The titular girl on the train is Rachel, an alcoholic, unemployed divorcee who commutes into London every day because she can’t admit to her flatmate that she lost her job. The train takes her past her old neighbourhood, where her ex-husband now lives with his current wife and their baby daughter. In the same neighbourhood lives another couple, whose lives Rachel fantasizes about. She makes up names and stories about them and how happy they are together. Until something goes wrong, and Rachel thinks she knows what.
In diary form, we follow Rachel as she tries to find out what happened. How reliable a narrator can an alcoholic be, when she suffers from frequent booze-induced blackouts and constantly lies to the people who care about her? How much do we, who read her story, judge her for all the mistakes she makes? And – obviously – whodunnit?
Paula Hawkins’ writing is exciting, her descriptions of Rachel’s state of mind, fears and hopes ring true. Rachel’s life is spinning out of control and you can’t help feeling sorry for her. At the same time you cringe because of all the wrong decisions she makes and because of the terrifying consequences of some of them. When Rachel is afraid, you feel her fear in your bones; it is suffocating, and the fact that she sometimes doesn’t even remember what happened to her is like being stuck a nightmare you cannot wake up from. The horror is there, only you don’t see the cause of it.

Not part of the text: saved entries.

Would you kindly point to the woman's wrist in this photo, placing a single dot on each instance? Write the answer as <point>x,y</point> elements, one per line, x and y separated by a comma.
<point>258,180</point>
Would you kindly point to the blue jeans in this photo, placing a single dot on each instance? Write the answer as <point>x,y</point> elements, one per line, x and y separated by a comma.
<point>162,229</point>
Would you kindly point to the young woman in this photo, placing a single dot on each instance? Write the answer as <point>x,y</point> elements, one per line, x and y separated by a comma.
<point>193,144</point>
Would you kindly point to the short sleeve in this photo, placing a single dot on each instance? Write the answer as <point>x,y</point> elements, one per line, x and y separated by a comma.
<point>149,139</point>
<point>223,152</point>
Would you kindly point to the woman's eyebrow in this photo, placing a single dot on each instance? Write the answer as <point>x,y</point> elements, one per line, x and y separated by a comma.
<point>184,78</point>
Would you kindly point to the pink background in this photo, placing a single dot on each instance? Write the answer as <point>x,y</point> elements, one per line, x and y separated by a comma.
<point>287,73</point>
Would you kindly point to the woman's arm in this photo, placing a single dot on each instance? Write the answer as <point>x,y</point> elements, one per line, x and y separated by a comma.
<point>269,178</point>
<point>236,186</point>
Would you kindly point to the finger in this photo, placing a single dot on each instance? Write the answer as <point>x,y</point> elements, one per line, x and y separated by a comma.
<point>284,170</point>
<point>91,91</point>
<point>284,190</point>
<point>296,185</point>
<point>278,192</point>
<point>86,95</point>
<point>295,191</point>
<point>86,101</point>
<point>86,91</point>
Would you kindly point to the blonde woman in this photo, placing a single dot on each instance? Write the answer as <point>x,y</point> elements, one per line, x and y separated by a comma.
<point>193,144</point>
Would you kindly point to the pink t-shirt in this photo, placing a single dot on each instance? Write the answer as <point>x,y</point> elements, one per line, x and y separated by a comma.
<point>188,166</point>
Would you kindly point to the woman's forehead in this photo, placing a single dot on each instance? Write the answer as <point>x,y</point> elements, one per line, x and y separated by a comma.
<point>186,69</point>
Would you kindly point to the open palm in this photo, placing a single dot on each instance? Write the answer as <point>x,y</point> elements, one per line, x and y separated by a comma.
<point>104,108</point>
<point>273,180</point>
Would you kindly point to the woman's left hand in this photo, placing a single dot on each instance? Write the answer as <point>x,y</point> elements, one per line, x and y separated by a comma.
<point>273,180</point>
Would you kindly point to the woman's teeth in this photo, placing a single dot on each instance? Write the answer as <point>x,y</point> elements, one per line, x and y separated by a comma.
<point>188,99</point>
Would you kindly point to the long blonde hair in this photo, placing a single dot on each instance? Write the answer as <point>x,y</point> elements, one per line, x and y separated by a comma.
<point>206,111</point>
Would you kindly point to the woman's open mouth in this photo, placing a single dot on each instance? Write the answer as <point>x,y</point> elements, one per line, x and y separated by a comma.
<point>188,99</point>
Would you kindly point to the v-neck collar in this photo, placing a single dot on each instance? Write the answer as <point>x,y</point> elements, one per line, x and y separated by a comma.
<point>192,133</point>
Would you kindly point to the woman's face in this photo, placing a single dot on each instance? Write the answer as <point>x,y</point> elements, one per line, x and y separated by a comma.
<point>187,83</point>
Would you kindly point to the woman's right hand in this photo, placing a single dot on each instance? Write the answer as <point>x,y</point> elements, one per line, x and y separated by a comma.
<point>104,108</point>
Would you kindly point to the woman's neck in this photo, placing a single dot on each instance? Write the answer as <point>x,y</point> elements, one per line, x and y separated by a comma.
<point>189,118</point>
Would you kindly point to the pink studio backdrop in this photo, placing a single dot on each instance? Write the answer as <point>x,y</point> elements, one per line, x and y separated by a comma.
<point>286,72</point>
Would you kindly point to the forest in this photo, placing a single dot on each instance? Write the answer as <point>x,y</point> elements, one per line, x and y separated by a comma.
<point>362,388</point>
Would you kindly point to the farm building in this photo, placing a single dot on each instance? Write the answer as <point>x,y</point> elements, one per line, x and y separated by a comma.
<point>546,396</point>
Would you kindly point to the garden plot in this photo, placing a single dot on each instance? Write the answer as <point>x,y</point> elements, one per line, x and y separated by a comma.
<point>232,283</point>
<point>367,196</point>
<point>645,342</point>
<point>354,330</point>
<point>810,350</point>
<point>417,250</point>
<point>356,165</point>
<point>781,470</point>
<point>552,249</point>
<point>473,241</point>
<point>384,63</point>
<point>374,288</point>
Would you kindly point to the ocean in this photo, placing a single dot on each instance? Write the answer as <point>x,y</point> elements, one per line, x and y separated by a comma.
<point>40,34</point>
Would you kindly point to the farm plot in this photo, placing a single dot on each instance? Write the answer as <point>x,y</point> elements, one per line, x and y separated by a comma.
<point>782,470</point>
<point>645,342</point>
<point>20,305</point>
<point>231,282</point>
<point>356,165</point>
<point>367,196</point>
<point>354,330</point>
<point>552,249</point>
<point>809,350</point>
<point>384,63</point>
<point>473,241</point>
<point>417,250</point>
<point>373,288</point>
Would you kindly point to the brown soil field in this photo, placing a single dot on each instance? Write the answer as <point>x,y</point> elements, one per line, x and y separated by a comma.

Rachel is not the only narrator in the story; we also follow Megan – the woman in the couple Rachel fantasizes about – and Anna, the woman Rachel’s husband left her for. Their voices are perhaps not as distinctive as I would have liked, but you can definitely tell them apart from Rachel’s. A good thing seeing as Rachel is the main character of the story.
This was a very entertaining and quick read. One of the best I’ve read in this genre.